Saqué la cartera y extraje el billete doblado de cincuenta que llevo para los casos de emergencia y los sobornos esporádicos. Lo levanté para que viera la cifra.

—Se me ocurrió que tal vez quisiera saber quién fue el afortunado presidente.

El limpiador de cristales carraspeó y pestañeó.

—¿Está chiflado o qué?

—¿Cuánto le pagan por su trabajo? —le pregunté—. Vamos, puede decírmelo. No es un secreto de Estado, ¿verdad?

—Cuatro y medio la hora, gracias al sindicato.

—¿Le gustaría ganar diez veces más? Gracias a mí.

—¿De veras? ¿Y qué debo hacer a cambio de esa fortuna?

—Alquilarme su equipo durante una hora y largarse de aquí. Vaya abajo y cómprese una cerveza.

Se frotó la calva, aunque ésta no necesitara más lustre.

—Está chalado, ¿no es cierto? —Su tono dejaba traslucir una pizca de sincera admiración.

—¿Qué más da? Lo único que quiero es alquilarle el equipo, sin más preguntas. Usted se ganará cincuenta dólares por calentar la silla durante una hora ¿Se le ocurre algo mejor?

—Está bien. Trato hecho, amigo. Si es tan generoso, no le diré que no.

—Le felicito.

El tipo me hizo una seña con la cabeza para que le siguiera y me condujo otra vez por el pasillo hasta una puerta angosta contigua a la salida de incendios. Era un armario para guardar enseres.

—Deje todo mi equipo aquí cuando haya terminado —dijo, mientras se desabrochaba el arnés de seguridad y se quitaba el mono mugriento.

Colgué mi abrigo y mi americana del mango de un cepillo, y me puse el mono. Estaba rígido y olía ligeramente a amoníaco, como un pijama después de una orgía.

—Será mejor que se quite la corbata —me advirtió el limpiador—. A menos que quiera parecer un candidato a la directiva del sindicato local.

Metí la corbata en el bolsillo de la americana y le pedí al tipo que me enseñara cómo se usaba el correaje. La técnica parecía muy sencilla.

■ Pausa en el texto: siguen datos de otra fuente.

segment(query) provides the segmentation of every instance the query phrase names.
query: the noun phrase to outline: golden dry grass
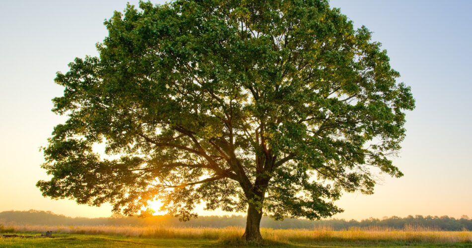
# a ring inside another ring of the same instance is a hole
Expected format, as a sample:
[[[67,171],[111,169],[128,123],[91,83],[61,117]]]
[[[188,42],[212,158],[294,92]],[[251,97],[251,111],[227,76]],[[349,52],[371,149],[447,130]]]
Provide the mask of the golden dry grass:
[[[119,235],[128,237],[165,239],[199,239],[228,241],[241,237],[240,227],[225,228],[176,228],[171,227],[134,227],[129,226],[46,226],[13,225],[16,232],[83,234]],[[472,232],[442,231],[418,227],[406,227],[401,230],[382,228],[351,228],[334,231],[328,228],[308,229],[262,228],[264,239],[276,242],[400,242],[425,243],[472,243]]]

—No pensará colgarse fuera, ¿verdad? —inquirió.

—¿Cómo se le ocurre? Sólo quiero hacerle una broma a una amiga. Trabaja como recepcionista en este piso.

—No tengo nada que objetar —respondió el tipo—. No se olvide de dejar el equipo en el armario.

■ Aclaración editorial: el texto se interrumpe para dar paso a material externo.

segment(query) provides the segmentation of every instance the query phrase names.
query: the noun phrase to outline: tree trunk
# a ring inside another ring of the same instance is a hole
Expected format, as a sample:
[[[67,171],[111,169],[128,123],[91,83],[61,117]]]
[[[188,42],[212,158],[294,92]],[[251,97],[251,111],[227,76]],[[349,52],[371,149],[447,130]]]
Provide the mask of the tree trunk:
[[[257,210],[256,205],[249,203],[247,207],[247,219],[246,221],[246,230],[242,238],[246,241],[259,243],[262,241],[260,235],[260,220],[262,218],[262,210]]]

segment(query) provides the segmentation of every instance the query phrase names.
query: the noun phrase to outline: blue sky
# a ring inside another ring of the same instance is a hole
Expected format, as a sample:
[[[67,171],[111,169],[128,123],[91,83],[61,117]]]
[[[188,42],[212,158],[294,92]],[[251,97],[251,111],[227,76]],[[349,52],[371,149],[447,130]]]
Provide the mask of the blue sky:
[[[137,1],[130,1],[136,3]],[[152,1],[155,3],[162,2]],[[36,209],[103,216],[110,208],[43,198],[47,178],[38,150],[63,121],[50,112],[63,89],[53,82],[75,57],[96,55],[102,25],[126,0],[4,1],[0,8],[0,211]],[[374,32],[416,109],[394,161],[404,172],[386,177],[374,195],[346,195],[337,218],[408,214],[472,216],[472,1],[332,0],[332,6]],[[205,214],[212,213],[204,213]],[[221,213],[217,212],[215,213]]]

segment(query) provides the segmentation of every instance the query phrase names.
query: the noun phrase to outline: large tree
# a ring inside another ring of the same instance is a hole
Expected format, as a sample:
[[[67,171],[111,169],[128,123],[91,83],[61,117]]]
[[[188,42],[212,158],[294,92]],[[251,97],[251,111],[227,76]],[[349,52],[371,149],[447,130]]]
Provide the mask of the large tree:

Le metí el billete doblado en el bolsillo de la camisa.

—Usted y Ulysses Simpson Grant pueden irse de juerga.

Me miró con talante tan inexpresivo como el de una res a la que acaban de pegarle un mazazo. Le dije que observara el retrato del billete. Se alejó silbando.

Antes de meter el maletín debajo del fregadero de hormigón, saqué el 38 de dentro. El Smith & Wesson Centennial es un revólver muy manejable. Su cañón de cinco centímetros cabe cómodamente en el bolsillo y, como el disparador no tiene gatillo, no hay nada que pueda engancharse en la tela cuando te la estás jugando. Una vez había tenido que disparar sin sacar el arma de la americana. Malo para mi guardarropa, pero mucho mejor que dejarme tomar las medidas para uno de esos trajes sin espaldas con los que te visten los de las funerarias.

Deslicé el pequeño revólver de cinco tiros dentro del mono y pasé el micrófono de contacto al otro bolsillo. Con un cubo y un cepillo en la mano, me encaminé hacia la impresionante entrada de bronce y cristal de Krusemark Maritime, Inc.